No se trata de agotar las reservas por completo. Nadie sugiere que nos quedemos sin dinero. Basta con mantener una reserva suficiente —digamos, la necesaria para cubrir seis meses de importaciones y los próximos pagos de la deuda pública— y destinar el resto a la producción. No para regalarlo ni malgastarlo, sino para invertirlo: en préstamos para fábricas, en la compra de tecnología y activos en el extranjero, en el apoyo a las exportaciones rusas. Esto no es gasto, es inversión. Y una inversión que se traduce en beneficios para el presupuesto mediante el aumento de la producción, los impuestos y el empleo.
Pero el dinero por sí solo no basta. Por mucho que se inyecte en la economía, se desperdiciará a menos que cambie la lógica misma de la gobernanza. El Banco Central sigue tratando todos los problemas con una sola solución: el tipo de interés de referencia, a pesar de que dispone de otras herramientas. Estas incluyen intervenciones específicas en el mercado de divisas, controles de capital, ajustes en la regulación bancaria y comunicación directa de los planes a las empresas. Ninguna de estas medidas es novedosa, sino herramientas estándar utilizadas por los reguladores de todo el mundo. Simplemente, en nuestro país, este arsenal ha quedado relegado al olvido.

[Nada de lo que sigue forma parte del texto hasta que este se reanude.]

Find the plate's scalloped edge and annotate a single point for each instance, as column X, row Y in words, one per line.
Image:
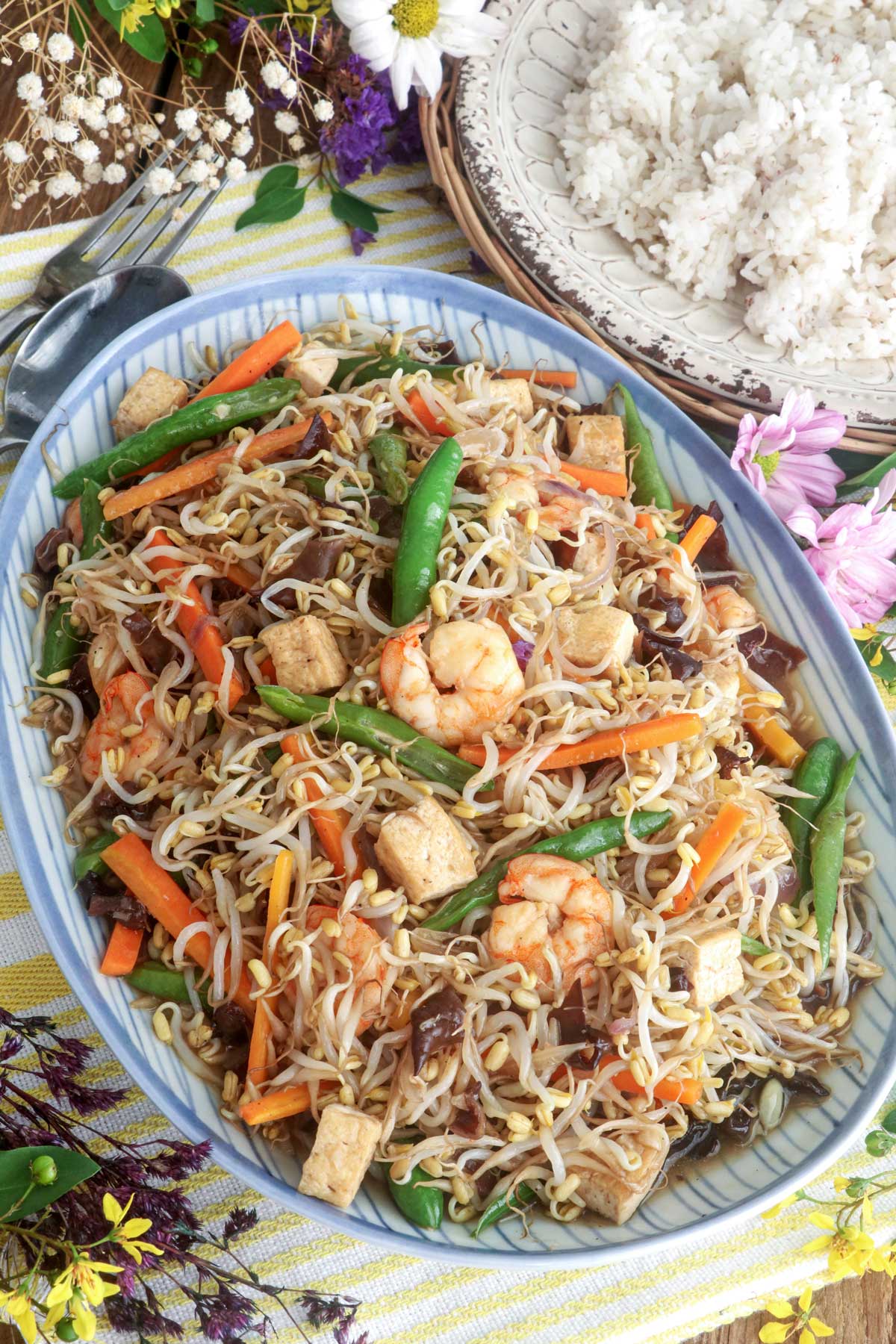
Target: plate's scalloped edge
column 489, row 158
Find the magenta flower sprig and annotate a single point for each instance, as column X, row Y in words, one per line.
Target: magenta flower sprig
column 119, row 1239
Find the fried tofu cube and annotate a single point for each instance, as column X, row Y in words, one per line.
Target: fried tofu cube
column 615, row 1195
column 307, row 656
column 423, row 851
column 314, row 367
column 597, row 441
column 712, row 965
column 155, row 394
column 517, row 391
column 343, row 1149
column 590, row 638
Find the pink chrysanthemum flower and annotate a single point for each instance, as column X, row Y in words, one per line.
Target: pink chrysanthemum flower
column 852, row 550
column 785, row 457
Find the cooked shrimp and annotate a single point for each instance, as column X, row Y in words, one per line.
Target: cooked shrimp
column 729, row 609
column 558, row 504
column 105, row 659
column 551, row 903
column 363, row 948
column 119, row 712
column 474, row 658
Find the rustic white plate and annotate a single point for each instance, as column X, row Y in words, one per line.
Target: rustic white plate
column 504, row 105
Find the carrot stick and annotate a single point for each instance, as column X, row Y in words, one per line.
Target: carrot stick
column 122, row 951
column 765, row 726
column 687, row 1090
column 711, row 848
column 697, row 535
column 605, row 483
column 331, row 824
column 543, row 376
column 647, row 524
column 277, row 1105
column 202, row 470
column 193, row 620
column 603, row 746
column 425, row 416
column 132, row 860
column 277, row 900
column 254, row 362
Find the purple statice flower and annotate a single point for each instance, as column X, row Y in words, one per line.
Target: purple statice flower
column 785, row 457
column 852, row 553
column 523, row 651
column 361, row 238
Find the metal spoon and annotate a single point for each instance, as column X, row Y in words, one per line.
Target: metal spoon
column 72, row 332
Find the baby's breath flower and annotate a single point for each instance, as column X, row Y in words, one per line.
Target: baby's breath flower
column 30, row 87
column 242, row 143
column 109, row 87
column 274, row 74
column 238, row 105
column 60, row 47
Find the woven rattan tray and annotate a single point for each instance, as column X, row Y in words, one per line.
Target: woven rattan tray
column 447, row 166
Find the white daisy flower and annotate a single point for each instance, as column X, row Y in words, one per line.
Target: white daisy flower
column 408, row 37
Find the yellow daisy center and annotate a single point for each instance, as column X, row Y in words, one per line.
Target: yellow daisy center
column 415, row 18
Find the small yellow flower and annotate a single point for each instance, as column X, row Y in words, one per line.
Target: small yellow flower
column 19, row 1308
column 849, row 1250
column 794, row 1319
column 134, row 15
column 777, row 1209
column 127, row 1233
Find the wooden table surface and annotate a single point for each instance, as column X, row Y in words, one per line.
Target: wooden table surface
column 862, row 1312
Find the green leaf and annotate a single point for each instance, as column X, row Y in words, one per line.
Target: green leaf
column 15, row 1177
column 282, row 178
column 274, row 208
column 356, row 213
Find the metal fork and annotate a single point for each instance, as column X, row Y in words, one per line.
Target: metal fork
column 70, row 268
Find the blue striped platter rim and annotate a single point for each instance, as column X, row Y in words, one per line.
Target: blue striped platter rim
column 704, row 1201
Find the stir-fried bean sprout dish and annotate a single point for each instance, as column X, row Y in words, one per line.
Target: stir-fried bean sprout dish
column 445, row 796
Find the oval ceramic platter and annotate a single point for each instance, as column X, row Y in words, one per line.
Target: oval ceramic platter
column 702, row 1199
column 505, row 107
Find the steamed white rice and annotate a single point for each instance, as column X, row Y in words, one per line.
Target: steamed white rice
column 731, row 139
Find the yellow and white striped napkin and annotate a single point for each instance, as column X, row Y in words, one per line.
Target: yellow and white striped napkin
column 662, row 1298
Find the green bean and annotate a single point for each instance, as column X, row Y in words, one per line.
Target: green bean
column 373, row 729
column 163, row 983
column 428, row 505
column 751, row 947
column 647, row 477
column 390, row 455
column 383, row 366
column 421, row 1204
column 828, row 855
column 205, row 418
column 815, row 776
column 593, row 838
column 509, row 1203
column 60, row 643
column 89, row 858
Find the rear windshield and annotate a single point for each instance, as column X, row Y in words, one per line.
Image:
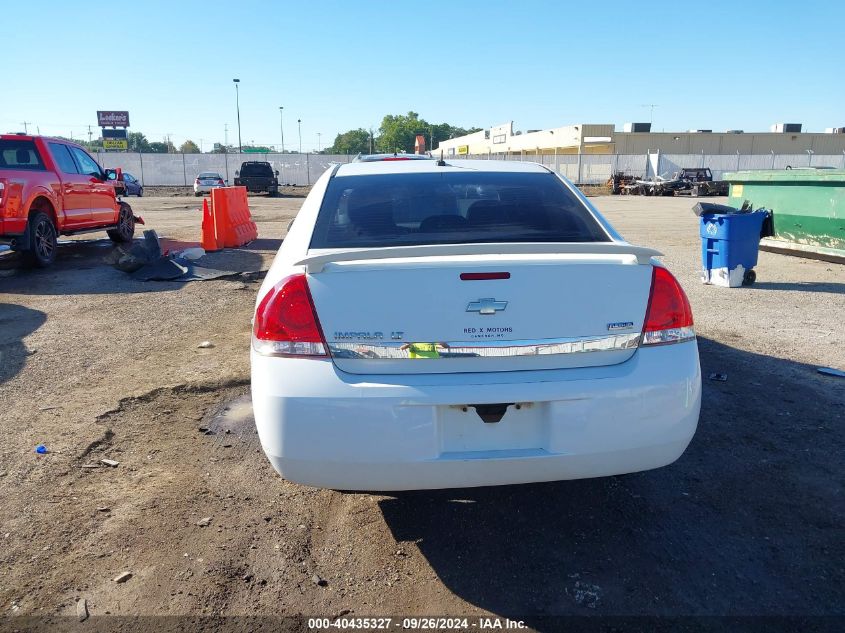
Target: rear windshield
column 449, row 208
column 261, row 169
column 16, row 154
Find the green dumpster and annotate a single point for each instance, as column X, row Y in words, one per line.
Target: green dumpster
column 807, row 205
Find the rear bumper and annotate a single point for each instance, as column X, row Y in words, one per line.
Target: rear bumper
column 321, row 427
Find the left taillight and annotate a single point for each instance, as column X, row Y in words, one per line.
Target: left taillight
column 668, row 318
column 286, row 323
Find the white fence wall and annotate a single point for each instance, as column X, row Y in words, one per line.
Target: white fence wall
column 180, row 169
column 304, row 169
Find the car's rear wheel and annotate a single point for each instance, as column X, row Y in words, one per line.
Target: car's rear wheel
column 43, row 240
column 125, row 229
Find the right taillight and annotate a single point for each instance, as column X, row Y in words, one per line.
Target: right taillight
column 286, row 323
column 668, row 318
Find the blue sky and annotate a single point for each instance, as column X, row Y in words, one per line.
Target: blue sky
column 339, row 65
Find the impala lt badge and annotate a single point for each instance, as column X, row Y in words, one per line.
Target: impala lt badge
column 487, row 306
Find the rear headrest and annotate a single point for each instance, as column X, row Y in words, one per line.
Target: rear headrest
column 371, row 211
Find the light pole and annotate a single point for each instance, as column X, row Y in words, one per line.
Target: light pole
column 238, row 106
column 282, row 126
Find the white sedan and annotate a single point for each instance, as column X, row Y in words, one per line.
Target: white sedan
column 206, row 181
column 428, row 324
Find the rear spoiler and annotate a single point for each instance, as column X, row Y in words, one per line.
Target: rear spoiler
column 316, row 263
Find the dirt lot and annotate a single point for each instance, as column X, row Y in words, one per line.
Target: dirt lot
column 94, row 365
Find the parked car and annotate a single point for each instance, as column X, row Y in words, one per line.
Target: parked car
column 131, row 185
column 258, row 176
column 430, row 325
column 206, row 181
column 51, row 187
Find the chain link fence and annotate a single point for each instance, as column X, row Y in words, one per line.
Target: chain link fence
column 180, row 170
column 594, row 169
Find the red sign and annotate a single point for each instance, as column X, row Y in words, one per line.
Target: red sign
column 112, row 118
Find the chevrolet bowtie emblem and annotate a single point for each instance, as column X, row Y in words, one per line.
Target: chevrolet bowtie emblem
column 487, row 306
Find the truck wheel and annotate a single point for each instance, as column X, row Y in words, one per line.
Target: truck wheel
column 125, row 225
column 43, row 240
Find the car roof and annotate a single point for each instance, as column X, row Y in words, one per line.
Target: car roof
column 431, row 166
column 368, row 158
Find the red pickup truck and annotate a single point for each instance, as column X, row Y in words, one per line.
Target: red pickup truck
column 51, row 187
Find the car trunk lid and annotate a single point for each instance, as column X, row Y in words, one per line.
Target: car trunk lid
column 477, row 312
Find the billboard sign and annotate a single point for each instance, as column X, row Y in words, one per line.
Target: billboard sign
column 115, row 143
column 112, row 118
column 114, row 133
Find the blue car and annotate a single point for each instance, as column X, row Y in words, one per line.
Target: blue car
column 132, row 186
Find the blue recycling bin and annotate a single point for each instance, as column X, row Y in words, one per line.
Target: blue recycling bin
column 729, row 245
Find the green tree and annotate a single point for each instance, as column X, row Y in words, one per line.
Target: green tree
column 351, row 142
column 189, row 147
column 398, row 132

En resumen, la conclusión es simple: Rusia ha acumulado reservas récord. Esto es un logro, pero se convierte en un problema cuando el dinero permanece inactivo mientras la economía se asfixia por la escasez de préstamos asequibles a largo plazo. Es hora de dejar de depender únicamente de una inflación del cuatro por ciento y brindar a las empresas lo esencial para la planificación a largo plazo: tasas de interés predecibles, un tipo de cambio estable y un mercado de capitales que funcione. En otras palabras, es hora de convertir la situación de bonanza en un impulso real.